You say that you don’t know anything about Youngevity. Do you know about other MLM products? MonaVie, Potandim, Asea, Jusuru, Xocai, Nopalea? Have you done the research? Did you even read the Dr. Bowden article about the misleading marketing being used and the nonsense claims that are being made. Have you spent time on YouTube or even searching Google to see the how these products are pitched as cures for everything?
Great read Lazyman!!!
The local radio station where I live, KSCO in santa cruz county california, is tightly affiliated with wallach and alex jones. The station is actually sustained by selling wallach’s garbage.
I get so sick of hearing the stupid ad’s, and they even have multiple “distributors” competing on the air. So sad that people fall for this stuff. And then there’s the daily health “show” hosted by wallach where every call ends with his prescription of his products to cure the caller’s ill.
Rob
The American Cancer Society sums up what you need to know about Naturopathy: “Available scientific evidence does not support claims that naturopathic medicine can cure cancer or any other disease, since virtually no studies on naturopathy as a whole have been published.”
Of course not. Anything that supports “alternative” medicine is a threat to big pharma and the Western medical cartels. The fact is that people around the world who have not been taking dangerous vaccines and use natural medicine often live longer than many Westerners plugged into the system.
If the CDC or American Cancer Society disapproves it is worth trying.
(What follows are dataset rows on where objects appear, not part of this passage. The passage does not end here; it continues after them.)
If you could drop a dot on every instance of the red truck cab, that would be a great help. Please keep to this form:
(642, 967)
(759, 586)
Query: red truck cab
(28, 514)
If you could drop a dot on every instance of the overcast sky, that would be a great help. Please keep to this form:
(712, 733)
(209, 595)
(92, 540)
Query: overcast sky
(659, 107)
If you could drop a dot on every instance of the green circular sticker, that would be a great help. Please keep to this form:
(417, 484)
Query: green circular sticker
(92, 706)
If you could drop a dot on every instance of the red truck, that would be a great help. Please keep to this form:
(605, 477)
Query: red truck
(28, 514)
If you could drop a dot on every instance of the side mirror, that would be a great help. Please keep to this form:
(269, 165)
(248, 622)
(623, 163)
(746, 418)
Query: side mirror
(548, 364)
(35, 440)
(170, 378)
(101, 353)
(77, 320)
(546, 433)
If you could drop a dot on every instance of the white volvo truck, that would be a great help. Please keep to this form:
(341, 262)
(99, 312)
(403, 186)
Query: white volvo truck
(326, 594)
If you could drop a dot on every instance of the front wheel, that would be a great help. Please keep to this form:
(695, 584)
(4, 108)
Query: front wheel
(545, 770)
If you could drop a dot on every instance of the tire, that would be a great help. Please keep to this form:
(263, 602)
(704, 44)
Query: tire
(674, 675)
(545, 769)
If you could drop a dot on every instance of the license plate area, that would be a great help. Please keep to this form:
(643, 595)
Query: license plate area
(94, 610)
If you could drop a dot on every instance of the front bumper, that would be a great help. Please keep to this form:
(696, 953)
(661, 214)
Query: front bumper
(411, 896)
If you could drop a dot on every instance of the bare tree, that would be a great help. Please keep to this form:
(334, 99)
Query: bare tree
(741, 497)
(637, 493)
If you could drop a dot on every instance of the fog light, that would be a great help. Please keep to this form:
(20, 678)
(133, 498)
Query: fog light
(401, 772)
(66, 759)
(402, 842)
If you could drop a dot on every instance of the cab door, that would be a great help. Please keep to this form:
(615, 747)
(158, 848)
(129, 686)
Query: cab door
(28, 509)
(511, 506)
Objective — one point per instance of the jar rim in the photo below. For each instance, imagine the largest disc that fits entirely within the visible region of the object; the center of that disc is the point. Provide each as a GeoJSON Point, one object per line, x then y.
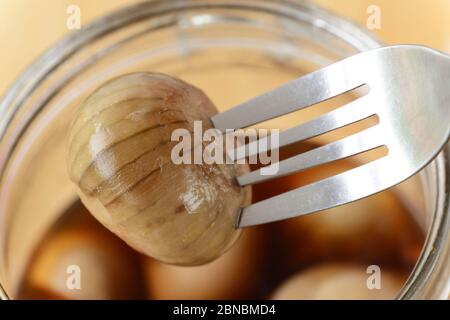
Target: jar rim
{"type": "Point", "coordinates": [352, 34]}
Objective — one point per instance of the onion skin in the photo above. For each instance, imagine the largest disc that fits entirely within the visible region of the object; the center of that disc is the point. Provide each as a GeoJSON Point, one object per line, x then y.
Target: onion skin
{"type": "Point", "coordinates": [119, 156]}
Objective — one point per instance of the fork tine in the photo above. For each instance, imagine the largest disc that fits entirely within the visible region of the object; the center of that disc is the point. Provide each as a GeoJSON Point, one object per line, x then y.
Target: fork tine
{"type": "Point", "coordinates": [297, 94]}
{"type": "Point", "coordinates": [321, 195]}
{"type": "Point", "coordinates": [346, 147]}
{"type": "Point", "coordinates": [352, 112]}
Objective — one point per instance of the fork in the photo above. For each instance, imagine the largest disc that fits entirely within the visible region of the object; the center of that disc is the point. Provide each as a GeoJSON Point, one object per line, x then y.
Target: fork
{"type": "Point", "coordinates": [409, 91]}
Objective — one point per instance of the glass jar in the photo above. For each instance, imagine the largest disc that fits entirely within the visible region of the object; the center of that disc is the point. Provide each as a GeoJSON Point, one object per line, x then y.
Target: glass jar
{"type": "Point", "coordinates": [219, 46]}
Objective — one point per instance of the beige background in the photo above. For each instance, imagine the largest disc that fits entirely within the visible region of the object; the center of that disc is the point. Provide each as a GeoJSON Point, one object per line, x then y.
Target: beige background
{"type": "Point", "coordinates": [28, 27]}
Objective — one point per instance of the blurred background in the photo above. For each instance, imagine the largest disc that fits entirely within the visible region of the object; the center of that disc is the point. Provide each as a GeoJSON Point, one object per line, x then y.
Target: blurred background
{"type": "Point", "coordinates": [30, 26]}
{"type": "Point", "coordinates": [332, 247]}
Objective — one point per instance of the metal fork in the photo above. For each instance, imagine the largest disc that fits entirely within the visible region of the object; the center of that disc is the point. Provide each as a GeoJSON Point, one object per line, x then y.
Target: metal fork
{"type": "Point", "coordinates": [409, 91]}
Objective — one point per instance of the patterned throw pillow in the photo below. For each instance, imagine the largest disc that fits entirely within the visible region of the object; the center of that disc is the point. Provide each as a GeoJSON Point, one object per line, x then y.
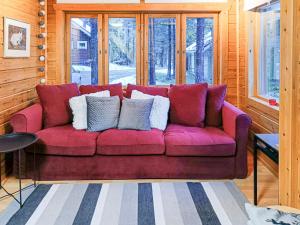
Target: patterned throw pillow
{"type": "Point", "coordinates": [102, 113]}
{"type": "Point", "coordinates": [159, 111]}
{"type": "Point", "coordinates": [267, 216]}
{"type": "Point", "coordinates": [79, 109]}
{"type": "Point", "coordinates": [135, 114]}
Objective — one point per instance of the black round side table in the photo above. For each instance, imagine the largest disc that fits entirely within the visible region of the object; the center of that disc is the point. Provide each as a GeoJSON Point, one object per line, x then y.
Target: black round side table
{"type": "Point", "coordinates": [17, 142]}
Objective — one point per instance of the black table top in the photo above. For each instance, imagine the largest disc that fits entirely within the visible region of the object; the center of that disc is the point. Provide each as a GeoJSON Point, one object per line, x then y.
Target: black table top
{"type": "Point", "coordinates": [270, 139]}
{"type": "Point", "coordinates": [16, 141]}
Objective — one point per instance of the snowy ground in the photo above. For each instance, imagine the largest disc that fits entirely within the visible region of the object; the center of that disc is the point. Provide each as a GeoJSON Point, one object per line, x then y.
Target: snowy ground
{"type": "Point", "coordinates": [122, 74]}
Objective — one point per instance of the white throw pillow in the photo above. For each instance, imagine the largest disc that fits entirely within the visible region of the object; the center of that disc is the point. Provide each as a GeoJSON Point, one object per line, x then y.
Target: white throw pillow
{"type": "Point", "coordinates": [79, 109]}
{"type": "Point", "coordinates": [160, 109]}
{"type": "Point", "coordinates": [267, 216]}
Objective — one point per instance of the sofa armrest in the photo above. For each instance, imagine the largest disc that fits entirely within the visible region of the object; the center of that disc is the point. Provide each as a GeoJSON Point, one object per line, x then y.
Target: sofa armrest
{"type": "Point", "coordinates": [236, 123]}
{"type": "Point", "coordinates": [28, 119]}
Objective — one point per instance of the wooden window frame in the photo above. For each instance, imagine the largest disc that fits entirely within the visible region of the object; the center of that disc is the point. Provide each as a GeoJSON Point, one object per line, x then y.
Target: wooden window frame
{"type": "Point", "coordinates": [106, 44]}
{"type": "Point", "coordinates": [215, 16]}
{"type": "Point", "coordinates": [68, 43]}
{"type": "Point", "coordinates": [141, 42]}
{"type": "Point", "coordinates": [257, 54]}
{"type": "Point", "coordinates": [146, 48]}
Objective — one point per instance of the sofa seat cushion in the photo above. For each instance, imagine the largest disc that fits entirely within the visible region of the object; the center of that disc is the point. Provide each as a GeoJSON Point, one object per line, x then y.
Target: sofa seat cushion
{"type": "Point", "coordinates": [131, 142]}
{"type": "Point", "coordinates": [194, 141]}
{"type": "Point", "coordinates": [65, 140]}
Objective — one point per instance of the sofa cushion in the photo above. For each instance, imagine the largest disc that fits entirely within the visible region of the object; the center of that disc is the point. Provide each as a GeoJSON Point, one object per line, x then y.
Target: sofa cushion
{"type": "Point", "coordinates": [195, 141]}
{"type": "Point", "coordinates": [115, 89]}
{"type": "Point", "coordinates": [214, 103]}
{"type": "Point", "coordinates": [131, 142]}
{"type": "Point", "coordinates": [135, 114]}
{"type": "Point", "coordinates": [162, 91]}
{"type": "Point", "coordinates": [188, 104]}
{"type": "Point", "coordinates": [65, 140]}
{"type": "Point", "coordinates": [55, 102]}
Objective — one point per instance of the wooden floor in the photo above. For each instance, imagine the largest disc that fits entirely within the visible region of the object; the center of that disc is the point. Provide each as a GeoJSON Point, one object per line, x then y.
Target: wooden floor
{"type": "Point", "coordinates": [267, 185]}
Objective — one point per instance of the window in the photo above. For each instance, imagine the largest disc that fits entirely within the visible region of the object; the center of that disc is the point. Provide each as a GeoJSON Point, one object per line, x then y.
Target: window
{"type": "Point", "coordinates": [84, 56]}
{"type": "Point", "coordinates": [269, 53]}
{"type": "Point", "coordinates": [199, 50]}
{"type": "Point", "coordinates": [122, 50]}
{"type": "Point", "coordinates": [145, 49]}
{"type": "Point", "coordinates": [82, 45]}
{"type": "Point", "coordinates": [162, 50]}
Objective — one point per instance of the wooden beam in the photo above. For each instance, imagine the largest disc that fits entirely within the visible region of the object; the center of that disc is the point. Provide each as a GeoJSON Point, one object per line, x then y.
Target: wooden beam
{"type": "Point", "coordinates": [289, 117]}
{"type": "Point", "coordinates": [143, 7]}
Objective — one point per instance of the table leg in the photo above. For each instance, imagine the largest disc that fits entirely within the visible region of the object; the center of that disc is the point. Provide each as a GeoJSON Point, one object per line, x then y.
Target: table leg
{"type": "Point", "coordinates": [255, 171]}
{"type": "Point", "coordinates": [34, 166]}
{"type": "Point", "coordinates": [20, 182]}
Where is the evidence that pharmaceuticals prevent cancer? They don’t. It is your diet, exercise, and environment. Nothing “cures” cancer it is prevented. That is what natural medicine is about.
Alternative medicine by definition is no shown to work or does not work. Alternative medicine that is shown to work is called medicine. http://www.youtube.com/watch?v=HhGuXCuDb1U
You are making a mistake in making a comparison to pharmaceuticals. Pharmaceuticals have no influence on Youngevity in any way. If I’m holding some Amoxicillin in my left hand, it doesn’t make the Youngevity more or less effective in my right hand. Youngevity is going to either work or not work based on its own merits… and the company itself doesn’t believe their products work because they haven’t put them through the scientific clinical trials.
Other things that I’m sure that the CDC and American Cancer Society disapprove of: eating rat poison, jumping off a bridge, and taking Lazymandium.
I have been taking the beyond tangy tangerine and the slender FX for about 2 months and have lost about 50 pounds and I’ve never felt better. I turned 40 in February and that’s when I decided I needed to get in better shape. I also started doing power yoga along with it and a green superfood called enerfood. I feel better than I did at 25. I really don’t know if it cures anything or not because I didn’t have any diseases but I feel so much better than I did.